ASSESSMENT AND PROPAGATION OF MODEL UNCERTAINTY

In most examples of inference and prediction, the expression of uncertainty about unknown quantities y on the basis of known quantities x is based on a model M that formalizes assumptions about how x and y are related. M will typically have two parts: structural assumptions S, such as the form of the link function and the choice of error distribution in a generalized linear model, and parameters theta whose meaning is specific to a given choice of S. It is common in statistical theory and practice to acknowledge parametric uncertainty about theta given a particular assumed structure S; it is less common to acknowledge structural uncertainty about S itself. A widely used approach involves enlisting the aid of x to specify a plausible single 'best' choice S* for S, and then proceeding as if S* were known to be correct. In general this approach fails to assess and propagate structural uncertainty fully and may lead to miscalibrated uncertainty assessment about y given x.

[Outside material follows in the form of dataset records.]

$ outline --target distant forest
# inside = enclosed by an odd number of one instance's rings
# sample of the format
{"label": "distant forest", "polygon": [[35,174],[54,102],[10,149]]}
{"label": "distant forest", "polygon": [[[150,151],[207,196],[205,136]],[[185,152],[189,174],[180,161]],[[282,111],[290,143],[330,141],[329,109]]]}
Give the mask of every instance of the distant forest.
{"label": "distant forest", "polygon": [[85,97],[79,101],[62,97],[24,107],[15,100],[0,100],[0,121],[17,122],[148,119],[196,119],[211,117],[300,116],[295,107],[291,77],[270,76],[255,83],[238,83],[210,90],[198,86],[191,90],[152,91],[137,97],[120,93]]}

When miscalibration occurs it will often result in understatement of inferential or predictive uncertainty about y, leading to inaccurate scientific summaries and overconfident decisions that do not incorporate sufficient hedging against uncertainty. In this paper I discuss a Bayesian approach to solving this problem that has long been available in principle but is only now becoming routinely feasible, by virtue of recent computational advances, and examine its implementation in examples that involve forecasting the price of oil and estimating the chance of catastrophic failure of the US space shuttle.